# Second moment of area - Need walkthrough

• Mar 10th 2009, 04:12 PM
Peleus
Second moment of area - Need walkthrough
Hi all,

I'm at uni starting off engineering, and I'm looking for a walk through in this algebra involved in the second moment of area. While I know it's probably pretty basic I'm undertaking a bridging course to try and keep up with my maths.

http://home.exetel.com.au/peleus/smoa.jpg

Here's a picture of the most relevant lecture slide discussing the problem.

I'll type out the steps they undertook to get the final formula for the second moment of area for a rectangle.

On the next page we take the integral of this, which I can do fine.

This gives

1. $I = \frac{b}{3}[y^3]$ with limits +h/2 and -h/2

Taking it further we end up with

2. $I = \frac{b}{3}[\frac{h^3}{8}-(-\frac{h^3}{8})]$

and finally we take it to the step

$I = \frac{bh^3}{12}$

- Why are the limits h/2 and -h/2, isn't this simply the middle of the rectangle?
- Why is $dI = y^2 dA$, where does the $y^2$ come from?
- I understand that the $\int y^2$ is $\frac{1}{3}y^3$, but where / why does the b jump in with step 1? why are we multiplying it by b?

Any help is greatly appreciated.
• Mar 31st 2009, 03:00 PM
Bob90isalive
Hello,

1. The limits are the extents of the rectangle around its centroid. I'm sure you remember that a centroid for a rectangle is in the middle, so h/2 is the distance from the centre to the outsides. You are integrating the whole rectangle. The integral sign should be read as 'integrated from -h/2 to h/2'.

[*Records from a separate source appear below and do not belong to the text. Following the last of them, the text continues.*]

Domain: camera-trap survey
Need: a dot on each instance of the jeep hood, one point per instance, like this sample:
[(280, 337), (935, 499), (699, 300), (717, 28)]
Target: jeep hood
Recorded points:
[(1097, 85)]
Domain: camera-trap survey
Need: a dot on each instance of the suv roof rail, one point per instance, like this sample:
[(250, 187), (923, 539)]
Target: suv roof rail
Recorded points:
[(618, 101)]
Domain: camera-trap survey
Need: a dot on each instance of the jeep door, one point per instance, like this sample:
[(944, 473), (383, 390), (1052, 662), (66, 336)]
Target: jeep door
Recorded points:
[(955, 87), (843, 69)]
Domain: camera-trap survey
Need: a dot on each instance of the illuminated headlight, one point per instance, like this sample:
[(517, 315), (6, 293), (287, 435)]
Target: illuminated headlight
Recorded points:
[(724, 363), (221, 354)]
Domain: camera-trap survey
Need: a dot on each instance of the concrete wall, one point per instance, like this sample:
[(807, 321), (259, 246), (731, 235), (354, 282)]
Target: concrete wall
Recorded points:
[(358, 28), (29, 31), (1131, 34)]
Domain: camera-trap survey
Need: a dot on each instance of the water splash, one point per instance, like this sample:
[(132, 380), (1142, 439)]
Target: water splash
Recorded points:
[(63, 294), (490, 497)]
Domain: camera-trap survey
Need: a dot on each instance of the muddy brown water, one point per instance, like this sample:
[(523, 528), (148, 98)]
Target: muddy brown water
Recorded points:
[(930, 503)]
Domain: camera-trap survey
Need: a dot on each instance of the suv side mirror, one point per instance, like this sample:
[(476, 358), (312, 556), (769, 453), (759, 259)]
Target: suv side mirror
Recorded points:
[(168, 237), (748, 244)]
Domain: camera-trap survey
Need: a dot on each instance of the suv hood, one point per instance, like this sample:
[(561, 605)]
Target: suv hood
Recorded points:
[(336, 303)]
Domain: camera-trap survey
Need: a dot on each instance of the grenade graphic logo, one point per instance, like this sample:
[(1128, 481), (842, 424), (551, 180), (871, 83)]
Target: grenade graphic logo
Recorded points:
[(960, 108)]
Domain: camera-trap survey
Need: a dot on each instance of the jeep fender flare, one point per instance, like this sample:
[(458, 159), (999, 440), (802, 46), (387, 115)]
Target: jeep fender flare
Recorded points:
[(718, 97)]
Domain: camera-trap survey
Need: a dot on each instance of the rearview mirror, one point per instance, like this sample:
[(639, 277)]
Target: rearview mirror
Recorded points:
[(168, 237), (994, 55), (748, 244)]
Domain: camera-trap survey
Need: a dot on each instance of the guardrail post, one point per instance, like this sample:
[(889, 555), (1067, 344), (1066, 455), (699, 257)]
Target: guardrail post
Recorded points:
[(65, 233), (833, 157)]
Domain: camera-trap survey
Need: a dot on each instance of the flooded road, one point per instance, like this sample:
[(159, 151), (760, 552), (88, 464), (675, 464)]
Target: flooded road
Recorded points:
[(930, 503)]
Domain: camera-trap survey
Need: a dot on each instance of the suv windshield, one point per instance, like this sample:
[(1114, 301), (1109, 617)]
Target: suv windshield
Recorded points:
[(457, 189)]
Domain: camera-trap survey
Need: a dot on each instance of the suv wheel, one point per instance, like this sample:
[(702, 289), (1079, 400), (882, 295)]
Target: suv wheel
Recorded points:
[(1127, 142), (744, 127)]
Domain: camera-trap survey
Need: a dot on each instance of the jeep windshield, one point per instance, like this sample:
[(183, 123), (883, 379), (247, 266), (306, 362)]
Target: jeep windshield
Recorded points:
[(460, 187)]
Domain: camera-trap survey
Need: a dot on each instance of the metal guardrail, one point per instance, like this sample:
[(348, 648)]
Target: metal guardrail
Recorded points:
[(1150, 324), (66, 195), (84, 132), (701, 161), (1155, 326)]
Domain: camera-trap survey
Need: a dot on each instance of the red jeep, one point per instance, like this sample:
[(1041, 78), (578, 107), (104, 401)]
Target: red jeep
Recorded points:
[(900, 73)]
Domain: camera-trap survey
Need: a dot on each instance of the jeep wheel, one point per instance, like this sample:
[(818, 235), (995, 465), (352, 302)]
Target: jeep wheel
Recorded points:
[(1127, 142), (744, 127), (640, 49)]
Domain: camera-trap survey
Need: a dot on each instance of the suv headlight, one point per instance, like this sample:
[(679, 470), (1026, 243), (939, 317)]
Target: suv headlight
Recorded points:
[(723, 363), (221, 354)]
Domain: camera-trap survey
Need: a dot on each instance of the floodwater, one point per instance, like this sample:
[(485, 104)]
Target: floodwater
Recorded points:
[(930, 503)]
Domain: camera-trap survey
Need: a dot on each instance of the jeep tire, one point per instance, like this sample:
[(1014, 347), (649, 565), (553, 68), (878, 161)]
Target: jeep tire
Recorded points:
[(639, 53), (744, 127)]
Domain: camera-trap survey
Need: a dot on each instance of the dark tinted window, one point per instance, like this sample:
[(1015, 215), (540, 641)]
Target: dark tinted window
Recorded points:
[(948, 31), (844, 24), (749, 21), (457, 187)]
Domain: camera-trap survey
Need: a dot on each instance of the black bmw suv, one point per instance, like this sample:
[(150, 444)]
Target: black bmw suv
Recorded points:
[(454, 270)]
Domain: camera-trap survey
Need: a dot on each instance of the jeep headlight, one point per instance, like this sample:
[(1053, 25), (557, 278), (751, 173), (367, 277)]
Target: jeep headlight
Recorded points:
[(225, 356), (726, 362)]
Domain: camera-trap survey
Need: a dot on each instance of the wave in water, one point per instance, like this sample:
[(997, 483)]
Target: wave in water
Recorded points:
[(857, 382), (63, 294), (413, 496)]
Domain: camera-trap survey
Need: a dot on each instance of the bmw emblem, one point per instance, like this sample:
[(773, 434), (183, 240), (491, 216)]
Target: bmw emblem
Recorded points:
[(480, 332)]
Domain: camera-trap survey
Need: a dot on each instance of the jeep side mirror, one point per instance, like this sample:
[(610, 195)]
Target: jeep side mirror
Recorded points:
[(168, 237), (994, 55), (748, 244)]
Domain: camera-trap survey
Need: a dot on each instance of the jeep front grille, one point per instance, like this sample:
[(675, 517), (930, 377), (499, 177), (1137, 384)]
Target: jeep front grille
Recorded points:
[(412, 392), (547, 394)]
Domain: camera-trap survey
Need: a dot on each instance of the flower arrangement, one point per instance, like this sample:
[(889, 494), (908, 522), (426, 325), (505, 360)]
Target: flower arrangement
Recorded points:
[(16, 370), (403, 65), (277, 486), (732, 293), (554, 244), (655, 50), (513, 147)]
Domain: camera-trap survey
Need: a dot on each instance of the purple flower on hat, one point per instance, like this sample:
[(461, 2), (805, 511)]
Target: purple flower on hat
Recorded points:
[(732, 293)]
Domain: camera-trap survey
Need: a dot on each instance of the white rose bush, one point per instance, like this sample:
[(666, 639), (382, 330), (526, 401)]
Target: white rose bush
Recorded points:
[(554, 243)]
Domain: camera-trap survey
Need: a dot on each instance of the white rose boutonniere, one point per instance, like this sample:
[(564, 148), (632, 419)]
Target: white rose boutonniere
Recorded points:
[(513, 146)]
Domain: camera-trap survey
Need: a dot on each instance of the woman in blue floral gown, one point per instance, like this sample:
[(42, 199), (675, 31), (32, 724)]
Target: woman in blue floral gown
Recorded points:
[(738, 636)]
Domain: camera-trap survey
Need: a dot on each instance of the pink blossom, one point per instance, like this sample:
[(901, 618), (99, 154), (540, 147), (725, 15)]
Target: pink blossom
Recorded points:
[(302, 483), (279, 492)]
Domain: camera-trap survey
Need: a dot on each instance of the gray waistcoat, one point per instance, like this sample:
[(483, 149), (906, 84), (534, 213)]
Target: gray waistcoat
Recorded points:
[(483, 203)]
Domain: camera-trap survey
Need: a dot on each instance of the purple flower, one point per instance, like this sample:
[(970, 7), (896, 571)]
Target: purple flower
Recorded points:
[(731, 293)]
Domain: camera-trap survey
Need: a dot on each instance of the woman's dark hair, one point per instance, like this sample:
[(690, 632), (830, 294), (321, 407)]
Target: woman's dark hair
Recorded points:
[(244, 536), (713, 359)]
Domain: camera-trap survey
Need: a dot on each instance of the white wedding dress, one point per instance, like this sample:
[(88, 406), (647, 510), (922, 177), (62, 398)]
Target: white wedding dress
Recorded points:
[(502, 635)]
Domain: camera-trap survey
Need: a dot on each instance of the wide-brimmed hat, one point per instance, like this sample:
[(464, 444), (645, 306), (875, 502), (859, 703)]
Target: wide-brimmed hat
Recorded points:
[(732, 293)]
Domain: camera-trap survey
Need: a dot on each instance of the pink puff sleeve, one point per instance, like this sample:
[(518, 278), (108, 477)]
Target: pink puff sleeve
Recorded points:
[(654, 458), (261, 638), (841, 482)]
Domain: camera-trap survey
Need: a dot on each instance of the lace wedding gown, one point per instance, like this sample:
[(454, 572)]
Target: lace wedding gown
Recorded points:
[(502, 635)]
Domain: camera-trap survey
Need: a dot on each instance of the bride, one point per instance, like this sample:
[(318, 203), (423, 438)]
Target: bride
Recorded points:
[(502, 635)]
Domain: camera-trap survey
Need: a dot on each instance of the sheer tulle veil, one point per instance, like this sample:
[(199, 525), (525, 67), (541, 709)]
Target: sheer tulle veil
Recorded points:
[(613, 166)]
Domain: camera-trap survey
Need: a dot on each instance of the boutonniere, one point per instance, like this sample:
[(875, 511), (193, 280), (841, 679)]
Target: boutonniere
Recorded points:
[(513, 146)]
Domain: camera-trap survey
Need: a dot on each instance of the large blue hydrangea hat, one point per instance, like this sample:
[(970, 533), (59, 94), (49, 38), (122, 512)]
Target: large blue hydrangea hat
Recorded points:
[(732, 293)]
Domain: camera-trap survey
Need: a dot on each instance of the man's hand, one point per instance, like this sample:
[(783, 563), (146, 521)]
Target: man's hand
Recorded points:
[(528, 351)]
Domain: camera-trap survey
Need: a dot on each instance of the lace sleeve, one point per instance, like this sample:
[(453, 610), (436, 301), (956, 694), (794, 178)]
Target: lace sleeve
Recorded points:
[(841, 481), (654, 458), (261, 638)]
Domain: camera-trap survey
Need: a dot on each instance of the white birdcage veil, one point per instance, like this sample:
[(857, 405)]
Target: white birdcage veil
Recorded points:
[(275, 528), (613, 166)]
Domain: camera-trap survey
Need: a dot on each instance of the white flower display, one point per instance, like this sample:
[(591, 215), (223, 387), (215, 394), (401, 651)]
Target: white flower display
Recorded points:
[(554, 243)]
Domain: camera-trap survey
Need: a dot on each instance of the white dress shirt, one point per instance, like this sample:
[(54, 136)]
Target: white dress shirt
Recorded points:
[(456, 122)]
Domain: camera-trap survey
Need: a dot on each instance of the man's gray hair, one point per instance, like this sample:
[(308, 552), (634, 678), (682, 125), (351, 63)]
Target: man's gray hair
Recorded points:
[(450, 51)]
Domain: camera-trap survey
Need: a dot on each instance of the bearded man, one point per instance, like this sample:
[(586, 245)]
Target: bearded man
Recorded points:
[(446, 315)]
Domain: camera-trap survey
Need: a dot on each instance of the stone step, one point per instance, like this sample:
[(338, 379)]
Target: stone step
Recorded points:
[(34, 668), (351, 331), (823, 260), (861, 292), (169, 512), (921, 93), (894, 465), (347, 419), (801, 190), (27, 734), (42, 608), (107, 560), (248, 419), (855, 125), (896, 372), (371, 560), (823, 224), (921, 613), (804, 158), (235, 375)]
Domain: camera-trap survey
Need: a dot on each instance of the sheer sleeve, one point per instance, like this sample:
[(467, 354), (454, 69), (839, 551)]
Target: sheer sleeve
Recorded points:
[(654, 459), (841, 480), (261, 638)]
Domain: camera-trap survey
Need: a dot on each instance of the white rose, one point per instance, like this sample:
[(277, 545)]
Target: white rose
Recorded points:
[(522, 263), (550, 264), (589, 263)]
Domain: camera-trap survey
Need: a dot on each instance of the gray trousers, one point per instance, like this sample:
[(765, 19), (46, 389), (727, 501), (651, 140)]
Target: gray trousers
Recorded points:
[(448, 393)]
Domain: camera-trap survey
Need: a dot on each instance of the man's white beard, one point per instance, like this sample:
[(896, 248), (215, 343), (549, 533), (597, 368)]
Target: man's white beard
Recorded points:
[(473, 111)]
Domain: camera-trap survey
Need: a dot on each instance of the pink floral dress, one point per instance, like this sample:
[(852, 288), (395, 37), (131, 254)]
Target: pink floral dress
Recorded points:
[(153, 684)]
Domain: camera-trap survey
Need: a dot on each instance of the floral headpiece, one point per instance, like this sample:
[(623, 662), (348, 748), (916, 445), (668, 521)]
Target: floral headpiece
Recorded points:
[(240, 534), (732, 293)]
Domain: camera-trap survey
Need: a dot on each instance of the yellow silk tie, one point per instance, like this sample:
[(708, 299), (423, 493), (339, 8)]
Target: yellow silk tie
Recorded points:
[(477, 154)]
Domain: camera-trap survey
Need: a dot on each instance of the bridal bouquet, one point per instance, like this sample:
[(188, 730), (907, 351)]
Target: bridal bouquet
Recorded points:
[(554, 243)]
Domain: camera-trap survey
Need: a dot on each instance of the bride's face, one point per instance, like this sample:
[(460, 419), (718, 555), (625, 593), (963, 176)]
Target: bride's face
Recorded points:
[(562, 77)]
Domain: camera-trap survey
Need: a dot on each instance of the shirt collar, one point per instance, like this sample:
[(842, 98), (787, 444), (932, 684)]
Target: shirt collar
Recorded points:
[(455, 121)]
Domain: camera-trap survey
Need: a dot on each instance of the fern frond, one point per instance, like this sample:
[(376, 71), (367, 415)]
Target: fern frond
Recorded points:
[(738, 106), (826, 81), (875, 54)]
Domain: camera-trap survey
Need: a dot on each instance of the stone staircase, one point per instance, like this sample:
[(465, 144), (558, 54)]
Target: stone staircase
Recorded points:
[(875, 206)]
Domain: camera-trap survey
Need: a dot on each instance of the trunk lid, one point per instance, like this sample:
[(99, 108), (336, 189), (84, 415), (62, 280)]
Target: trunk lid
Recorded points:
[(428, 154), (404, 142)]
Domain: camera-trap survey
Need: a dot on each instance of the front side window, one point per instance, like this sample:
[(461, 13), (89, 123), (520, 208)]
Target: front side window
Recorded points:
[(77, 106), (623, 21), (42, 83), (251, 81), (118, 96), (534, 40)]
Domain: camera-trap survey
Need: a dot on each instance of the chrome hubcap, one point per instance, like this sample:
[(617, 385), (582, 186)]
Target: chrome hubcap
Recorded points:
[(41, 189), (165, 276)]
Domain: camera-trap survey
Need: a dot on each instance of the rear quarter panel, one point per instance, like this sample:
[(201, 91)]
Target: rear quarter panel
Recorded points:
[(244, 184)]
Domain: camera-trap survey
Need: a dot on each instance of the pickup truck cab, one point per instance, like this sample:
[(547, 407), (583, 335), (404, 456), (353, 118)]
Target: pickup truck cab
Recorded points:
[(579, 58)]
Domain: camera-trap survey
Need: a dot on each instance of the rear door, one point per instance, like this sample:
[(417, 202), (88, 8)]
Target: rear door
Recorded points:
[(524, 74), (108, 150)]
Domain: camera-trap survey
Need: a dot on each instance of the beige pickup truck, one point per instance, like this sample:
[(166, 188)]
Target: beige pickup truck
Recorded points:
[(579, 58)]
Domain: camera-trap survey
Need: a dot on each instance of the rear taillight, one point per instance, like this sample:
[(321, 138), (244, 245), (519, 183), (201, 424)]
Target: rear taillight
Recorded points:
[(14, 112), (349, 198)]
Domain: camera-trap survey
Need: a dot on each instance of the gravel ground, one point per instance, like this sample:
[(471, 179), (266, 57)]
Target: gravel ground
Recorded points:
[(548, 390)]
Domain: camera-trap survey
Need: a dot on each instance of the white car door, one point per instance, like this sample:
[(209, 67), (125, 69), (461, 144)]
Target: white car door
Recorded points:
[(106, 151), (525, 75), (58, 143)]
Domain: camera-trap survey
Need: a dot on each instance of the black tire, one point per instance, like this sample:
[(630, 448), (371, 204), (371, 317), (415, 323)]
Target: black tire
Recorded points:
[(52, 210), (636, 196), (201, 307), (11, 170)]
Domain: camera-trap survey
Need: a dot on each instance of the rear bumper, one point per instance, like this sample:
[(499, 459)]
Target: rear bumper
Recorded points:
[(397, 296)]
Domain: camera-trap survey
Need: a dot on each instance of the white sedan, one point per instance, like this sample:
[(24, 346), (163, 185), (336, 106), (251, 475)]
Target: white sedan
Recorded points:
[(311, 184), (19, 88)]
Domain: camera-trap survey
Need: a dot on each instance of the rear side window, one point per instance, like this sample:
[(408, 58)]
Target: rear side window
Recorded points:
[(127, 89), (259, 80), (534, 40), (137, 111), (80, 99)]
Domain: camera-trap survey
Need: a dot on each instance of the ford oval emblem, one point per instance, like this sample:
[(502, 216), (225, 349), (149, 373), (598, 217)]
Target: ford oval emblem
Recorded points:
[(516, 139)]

2. y is the distance from the centroid of the rectangle to the centroid of the strip. it is y^2 because we want the second moment of inertia, not the first (which would be just y and would end up giving you the centroid again). By squaring it you are giving more importance to parts of the rectangle that are far away from the centroid. A real life example of this is a ruler. Try bending your ruler the easy way, with it flat. Now turn it on its side and try again - it's a lot harder to bend it on its side because the material of the ruler is further away from the centroid!

3. the b doesn't 'jump' in. When you integrate a value, in this case y, you have to integrate it with respect to itself. You start with dA, but this has no reference to y, so you substitute dA for yb (both describe the area of the strip, but now you have a relationship of the area with y). b never changes for the rectangle (is a constant) and so can come out of the equation with the 3.

I recommend that to truly appreciate the ideas you calculate the second moment of area using a spread sheet. All you need to do is change size of bdy and you can get a good approximation and understand better what integrating really is.